Though there have been thousands of exoplanets—planets that orbit a star outside the solar system—discovered so far, all of these have remained within the Milky Way galaxy.
Nasa's Chandra X-Ray telescope
For the first time ever, astronomers have come into contact with a planet that is orbiting in another galaxy. The planet in question is as big as Saturn and was discovered by Nasa's Chandra X-Ray telescope in the Messier 51 galaxy—located roughly 28 million light years away from the Milky Way.
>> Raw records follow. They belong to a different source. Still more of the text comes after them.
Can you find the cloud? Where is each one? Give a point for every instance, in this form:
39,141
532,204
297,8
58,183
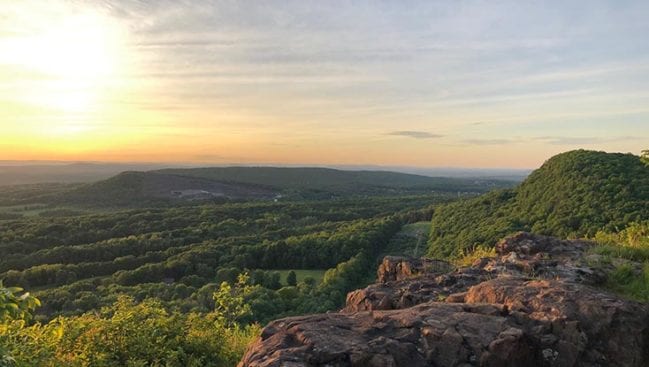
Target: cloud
582,140
490,141
415,134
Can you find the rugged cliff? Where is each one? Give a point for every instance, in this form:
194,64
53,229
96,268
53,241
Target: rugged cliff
536,304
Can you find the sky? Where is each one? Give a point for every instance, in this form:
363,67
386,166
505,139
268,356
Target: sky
411,83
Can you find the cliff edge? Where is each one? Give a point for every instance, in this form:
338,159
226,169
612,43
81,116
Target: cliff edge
535,304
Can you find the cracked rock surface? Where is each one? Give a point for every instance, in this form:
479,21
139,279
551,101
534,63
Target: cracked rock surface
535,304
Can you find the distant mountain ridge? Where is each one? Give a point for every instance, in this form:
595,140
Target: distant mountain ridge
136,188
573,194
36,172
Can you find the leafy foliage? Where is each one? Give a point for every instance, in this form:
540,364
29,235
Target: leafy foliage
14,306
573,194
127,334
628,253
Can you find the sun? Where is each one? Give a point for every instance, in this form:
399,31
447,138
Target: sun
67,63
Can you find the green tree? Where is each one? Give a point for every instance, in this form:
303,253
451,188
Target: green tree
230,305
14,306
291,278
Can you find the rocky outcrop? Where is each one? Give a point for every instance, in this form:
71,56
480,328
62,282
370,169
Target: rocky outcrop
536,304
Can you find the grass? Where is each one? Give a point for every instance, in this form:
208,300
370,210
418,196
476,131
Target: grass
630,249
478,252
318,275
410,241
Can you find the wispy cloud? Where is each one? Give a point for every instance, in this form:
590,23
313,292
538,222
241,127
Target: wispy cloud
583,140
415,134
490,141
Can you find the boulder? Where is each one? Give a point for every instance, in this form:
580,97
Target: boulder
535,304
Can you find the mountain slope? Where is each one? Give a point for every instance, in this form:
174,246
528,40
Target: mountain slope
143,188
135,188
333,180
573,194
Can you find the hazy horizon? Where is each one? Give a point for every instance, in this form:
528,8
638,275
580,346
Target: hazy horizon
466,84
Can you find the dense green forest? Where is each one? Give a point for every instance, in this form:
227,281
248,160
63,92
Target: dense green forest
191,283
181,254
173,187
182,285
574,194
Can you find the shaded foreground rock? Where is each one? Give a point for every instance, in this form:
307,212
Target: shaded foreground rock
533,305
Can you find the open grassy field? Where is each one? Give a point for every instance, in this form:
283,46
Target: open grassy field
318,275
410,241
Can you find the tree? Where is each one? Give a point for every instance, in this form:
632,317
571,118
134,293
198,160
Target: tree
230,304
14,306
291,278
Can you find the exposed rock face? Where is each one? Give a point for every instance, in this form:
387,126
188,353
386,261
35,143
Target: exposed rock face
533,305
399,267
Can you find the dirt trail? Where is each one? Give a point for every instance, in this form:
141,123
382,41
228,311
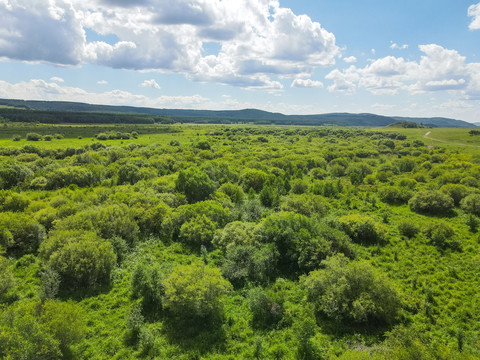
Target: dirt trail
447,142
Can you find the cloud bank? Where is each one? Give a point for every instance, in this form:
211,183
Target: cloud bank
439,69
258,39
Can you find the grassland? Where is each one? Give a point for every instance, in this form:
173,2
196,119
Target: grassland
263,207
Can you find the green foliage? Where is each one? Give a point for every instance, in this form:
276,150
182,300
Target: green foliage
34,137
237,233
249,264
65,321
456,191
195,184
353,291
362,229
281,209
13,174
147,284
394,195
254,179
442,236
6,277
234,191
195,291
408,229
75,175
197,231
471,204
266,312
19,233
431,202
82,259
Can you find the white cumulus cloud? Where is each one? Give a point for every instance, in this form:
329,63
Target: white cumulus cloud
258,39
439,69
306,83
150,83
398,47
474,12
57,79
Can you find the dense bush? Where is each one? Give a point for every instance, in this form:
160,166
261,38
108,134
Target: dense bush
195,184
442,236
249,264
431,202
362,229
353,291
19,233
82,259
394,195
471,204
195,291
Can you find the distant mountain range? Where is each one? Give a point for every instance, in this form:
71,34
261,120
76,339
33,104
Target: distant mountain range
71,112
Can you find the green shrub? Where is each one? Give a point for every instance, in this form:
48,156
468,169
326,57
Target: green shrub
471,204
394,195
431,202
34,137
362,229
442,236
353,291
408,229
195,291
81,258
195,184
266,312
456,191
249,264
197,231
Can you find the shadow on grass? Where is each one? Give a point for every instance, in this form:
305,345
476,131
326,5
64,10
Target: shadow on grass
81,293
195,334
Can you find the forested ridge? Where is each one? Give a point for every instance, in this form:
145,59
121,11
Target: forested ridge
238,242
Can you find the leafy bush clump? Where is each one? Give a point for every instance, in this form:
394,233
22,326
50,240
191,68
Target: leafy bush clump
34,137
394,195
195,184
471,204
408,229
431,202
362,229
81,258
442,236
353,291
195,291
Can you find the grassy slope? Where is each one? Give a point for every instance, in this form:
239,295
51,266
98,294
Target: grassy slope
415,265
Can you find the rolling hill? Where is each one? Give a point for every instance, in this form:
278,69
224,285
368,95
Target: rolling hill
75,112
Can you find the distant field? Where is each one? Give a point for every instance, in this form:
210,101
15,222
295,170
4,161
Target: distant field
80,135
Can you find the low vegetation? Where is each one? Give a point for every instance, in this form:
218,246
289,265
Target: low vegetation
237,242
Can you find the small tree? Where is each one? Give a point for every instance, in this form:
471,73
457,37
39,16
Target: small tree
352,291
195,184
195,291
431,202
34,137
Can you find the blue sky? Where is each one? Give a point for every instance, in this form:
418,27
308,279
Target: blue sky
407,58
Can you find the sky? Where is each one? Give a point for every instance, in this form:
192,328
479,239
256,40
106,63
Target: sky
405,58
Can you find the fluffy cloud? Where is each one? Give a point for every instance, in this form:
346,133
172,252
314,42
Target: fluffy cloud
258,39
439,69
399,47
32,30
306,83
37,89
474,11
151,84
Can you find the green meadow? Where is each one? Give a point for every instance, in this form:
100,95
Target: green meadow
239,242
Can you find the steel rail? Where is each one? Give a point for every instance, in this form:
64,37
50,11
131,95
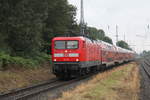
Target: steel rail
145,66
23,93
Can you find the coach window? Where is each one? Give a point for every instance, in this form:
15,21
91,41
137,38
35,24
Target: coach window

The planet was discovered by a technique in which the passage of the planet in front of a star dims some of its light giving way to a characteristic dip in brightness detected by telescopes. This same technique has been used many times before to find exoplanets in our own galaxy. Another method to further detect extra-galactic planets has also shown great promise—microlensing. Dr. Di Stefano, from the Harvard-Smithsonian Center for Astrophysics in Cambridge, US, told BBC News:
The method we developed and employed is the only presently implementable method to discover planetary systems in other galaxies. It is a unique method, uniquely well-suited to finding planets around X-ray binaries at any distance from which we can measure a light curve.
More research needed
Although initial sightings have been spotted by the team of scientists, they admit much more research will be needed in order to fully understand this new discovery. Co-author of the research and professor at Princeton University, Julia Berndtsson explained:
We know we are making an exciting and bold claim so we expect that other astronomers will look at it very carefully. We think we have a strong argument, and this process is how science works.